As a simple assumption, one might expect, that earthquakes in a certain fault zone usually occur at about the same critical shear stress level. Here, we try to find out, if such an expectation matches the known facts about the earthquakes and the stress field in the SISZ.
In all models, the pre-seismic stress level for most main shocks is high and fairly stable. This indicates that the rather simple model can already explain the main features of the behaviour of the SISZ. This is especially astonishing, when the fact is kept in mind, that most (all but one) events used are not instrumentally recorded. Even though the earthquake rupture planes strike N-S, the stress changes calculated here affect the whole area of the SISZ.
The tendency with time towards slightly lower values, is an indication that the stress increase due to rifting might have been assumed too low, i.e. the spreading rate between 1706 and 1912 might be higher than 2 cm/year. Moreover, the initial unknown stress field of 1706 could be reduced in the eastern part and the central part, where the first events did not occur before 1732 and 1734, respectively.

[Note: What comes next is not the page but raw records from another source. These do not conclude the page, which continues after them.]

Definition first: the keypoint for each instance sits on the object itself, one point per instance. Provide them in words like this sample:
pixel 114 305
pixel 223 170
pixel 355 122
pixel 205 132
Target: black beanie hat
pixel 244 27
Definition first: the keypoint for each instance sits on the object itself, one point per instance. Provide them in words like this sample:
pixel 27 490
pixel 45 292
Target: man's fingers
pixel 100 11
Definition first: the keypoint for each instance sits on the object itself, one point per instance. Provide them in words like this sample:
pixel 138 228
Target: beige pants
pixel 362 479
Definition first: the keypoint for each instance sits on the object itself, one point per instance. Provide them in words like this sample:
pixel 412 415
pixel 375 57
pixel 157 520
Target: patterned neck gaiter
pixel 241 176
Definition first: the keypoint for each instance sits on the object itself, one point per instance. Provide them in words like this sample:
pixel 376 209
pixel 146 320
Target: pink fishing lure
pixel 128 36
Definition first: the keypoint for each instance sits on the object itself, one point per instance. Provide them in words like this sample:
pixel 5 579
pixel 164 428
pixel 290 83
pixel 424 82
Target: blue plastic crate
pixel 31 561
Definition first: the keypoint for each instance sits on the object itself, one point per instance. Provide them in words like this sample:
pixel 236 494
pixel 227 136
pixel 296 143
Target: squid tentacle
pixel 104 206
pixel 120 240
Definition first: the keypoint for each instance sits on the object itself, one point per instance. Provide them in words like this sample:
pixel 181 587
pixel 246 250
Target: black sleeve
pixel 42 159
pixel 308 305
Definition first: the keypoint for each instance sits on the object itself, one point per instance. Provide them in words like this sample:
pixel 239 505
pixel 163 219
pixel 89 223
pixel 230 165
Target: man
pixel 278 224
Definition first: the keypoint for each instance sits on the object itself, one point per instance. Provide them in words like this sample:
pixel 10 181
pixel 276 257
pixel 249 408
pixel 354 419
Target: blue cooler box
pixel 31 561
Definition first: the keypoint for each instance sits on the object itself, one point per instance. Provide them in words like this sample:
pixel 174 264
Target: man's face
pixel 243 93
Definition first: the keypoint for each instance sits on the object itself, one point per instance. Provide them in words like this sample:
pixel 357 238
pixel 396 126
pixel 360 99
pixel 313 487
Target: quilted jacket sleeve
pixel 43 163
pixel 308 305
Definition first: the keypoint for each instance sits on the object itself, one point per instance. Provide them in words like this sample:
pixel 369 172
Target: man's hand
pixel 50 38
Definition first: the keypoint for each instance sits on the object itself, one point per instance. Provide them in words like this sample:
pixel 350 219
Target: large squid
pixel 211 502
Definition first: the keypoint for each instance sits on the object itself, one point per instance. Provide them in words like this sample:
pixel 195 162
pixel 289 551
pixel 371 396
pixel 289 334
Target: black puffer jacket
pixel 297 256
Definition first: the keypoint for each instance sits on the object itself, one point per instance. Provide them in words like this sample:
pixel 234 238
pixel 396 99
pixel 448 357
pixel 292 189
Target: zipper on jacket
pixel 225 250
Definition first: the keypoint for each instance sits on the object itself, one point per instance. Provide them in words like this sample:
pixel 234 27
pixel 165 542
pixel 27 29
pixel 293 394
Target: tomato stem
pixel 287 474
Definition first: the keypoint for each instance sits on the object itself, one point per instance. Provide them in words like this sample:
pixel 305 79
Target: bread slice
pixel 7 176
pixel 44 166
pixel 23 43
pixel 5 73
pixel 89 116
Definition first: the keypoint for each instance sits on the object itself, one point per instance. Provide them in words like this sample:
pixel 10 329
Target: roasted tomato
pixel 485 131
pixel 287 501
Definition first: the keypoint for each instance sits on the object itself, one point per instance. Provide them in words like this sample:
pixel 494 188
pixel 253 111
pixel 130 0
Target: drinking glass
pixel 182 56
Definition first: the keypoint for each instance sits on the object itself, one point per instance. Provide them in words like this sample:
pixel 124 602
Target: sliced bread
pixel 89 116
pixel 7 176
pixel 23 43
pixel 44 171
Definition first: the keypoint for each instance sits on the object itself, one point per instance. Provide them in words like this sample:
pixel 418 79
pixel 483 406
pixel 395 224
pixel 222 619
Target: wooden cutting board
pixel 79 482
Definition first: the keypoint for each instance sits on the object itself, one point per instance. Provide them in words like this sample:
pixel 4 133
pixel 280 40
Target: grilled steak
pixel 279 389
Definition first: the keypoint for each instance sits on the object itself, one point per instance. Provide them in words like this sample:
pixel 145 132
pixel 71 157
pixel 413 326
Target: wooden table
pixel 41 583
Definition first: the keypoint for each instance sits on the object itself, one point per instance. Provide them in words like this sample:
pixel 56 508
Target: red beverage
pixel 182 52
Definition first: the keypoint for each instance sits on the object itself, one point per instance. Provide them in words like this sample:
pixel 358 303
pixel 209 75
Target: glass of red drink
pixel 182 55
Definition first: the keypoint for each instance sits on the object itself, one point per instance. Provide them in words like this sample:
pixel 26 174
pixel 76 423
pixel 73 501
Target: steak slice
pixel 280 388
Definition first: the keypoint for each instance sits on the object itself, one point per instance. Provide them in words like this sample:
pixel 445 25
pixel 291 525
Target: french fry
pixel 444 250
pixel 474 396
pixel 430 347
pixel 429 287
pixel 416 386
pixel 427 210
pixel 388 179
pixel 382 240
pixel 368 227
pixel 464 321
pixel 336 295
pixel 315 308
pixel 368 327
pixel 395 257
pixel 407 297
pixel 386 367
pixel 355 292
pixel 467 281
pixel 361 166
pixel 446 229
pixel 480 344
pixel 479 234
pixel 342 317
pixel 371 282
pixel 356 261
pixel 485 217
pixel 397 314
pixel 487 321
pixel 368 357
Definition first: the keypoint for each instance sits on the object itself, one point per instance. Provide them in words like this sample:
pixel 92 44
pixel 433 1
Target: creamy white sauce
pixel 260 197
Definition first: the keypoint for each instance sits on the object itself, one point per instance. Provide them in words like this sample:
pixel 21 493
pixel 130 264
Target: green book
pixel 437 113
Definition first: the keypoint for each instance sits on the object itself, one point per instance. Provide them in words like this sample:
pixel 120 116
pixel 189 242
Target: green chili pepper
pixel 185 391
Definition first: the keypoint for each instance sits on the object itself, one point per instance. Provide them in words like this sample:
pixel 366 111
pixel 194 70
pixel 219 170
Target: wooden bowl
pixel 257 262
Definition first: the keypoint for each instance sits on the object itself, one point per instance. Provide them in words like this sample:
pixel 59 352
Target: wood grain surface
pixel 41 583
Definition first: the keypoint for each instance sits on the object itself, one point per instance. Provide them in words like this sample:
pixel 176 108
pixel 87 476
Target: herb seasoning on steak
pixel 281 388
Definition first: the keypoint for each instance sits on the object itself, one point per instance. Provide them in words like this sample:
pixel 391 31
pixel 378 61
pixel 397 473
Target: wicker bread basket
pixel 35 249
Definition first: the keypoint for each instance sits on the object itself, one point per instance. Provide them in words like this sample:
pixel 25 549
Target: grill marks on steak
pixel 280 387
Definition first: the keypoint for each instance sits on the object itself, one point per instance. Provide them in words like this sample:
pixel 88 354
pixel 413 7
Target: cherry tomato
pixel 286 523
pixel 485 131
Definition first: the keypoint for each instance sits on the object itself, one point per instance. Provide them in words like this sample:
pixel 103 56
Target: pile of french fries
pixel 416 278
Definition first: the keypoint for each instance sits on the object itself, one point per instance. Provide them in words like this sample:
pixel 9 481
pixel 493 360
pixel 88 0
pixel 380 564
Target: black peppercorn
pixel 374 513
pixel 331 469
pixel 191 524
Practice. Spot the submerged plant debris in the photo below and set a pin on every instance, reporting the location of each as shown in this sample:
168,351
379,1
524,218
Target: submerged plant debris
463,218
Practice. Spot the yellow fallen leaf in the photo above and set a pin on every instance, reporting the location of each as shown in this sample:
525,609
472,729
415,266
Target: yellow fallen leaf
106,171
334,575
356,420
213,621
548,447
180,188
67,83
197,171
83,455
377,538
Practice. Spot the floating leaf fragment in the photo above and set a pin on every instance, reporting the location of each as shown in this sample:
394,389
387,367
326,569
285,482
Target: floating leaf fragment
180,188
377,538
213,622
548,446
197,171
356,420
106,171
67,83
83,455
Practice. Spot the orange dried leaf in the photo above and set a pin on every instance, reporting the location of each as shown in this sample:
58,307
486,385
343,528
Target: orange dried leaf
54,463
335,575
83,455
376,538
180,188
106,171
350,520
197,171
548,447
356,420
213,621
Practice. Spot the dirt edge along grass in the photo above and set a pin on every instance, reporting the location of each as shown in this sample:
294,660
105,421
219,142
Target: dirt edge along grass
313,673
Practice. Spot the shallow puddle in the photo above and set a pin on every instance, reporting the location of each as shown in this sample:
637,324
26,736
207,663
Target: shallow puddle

A closer look, yields that for the "improved model" the stress level before the earthquakes is between 1.9 and 2.9 MPa, if only the main shocks and no aftershocks are considered (Figure 31). However, in this model, there are 4 events with pre-seismic stress level not much above the background stress, which would not be expected. In the "short rupture model" (same seismic moment as before, but half of the rupture lengths and twice of the co-seismic displacements) the stress level is higher and the pre-event stress level varies between 6.5 and 7.4 MPa for the main shocks (cf. Figure 34). It is more stable than the level in the previous models, if relative values are compared, and for most events, the initial stress level is considerably higher than the background. Only for two main shocks it is near the background (1706 and 1896a) and only for two strong aftershocks it is below (1896b and d). So, the stress field analysis gives some indication that the strong change in rupture lengths used, means to tune the model into the right direction. Nevertheless, the strong variation in model parameters does not lead to totally different results, i.e. the model is rather stable in this respect. To further check the sensitivity of the model results to changes, a model with stronger influence of the permanent stress build-up by plate motion will be calculated next.
In general, the models go beyond the standard earthquake moment release and hazard analysis as they include the spatial location and extension of the events and provide an extrapolation to the present stress situation.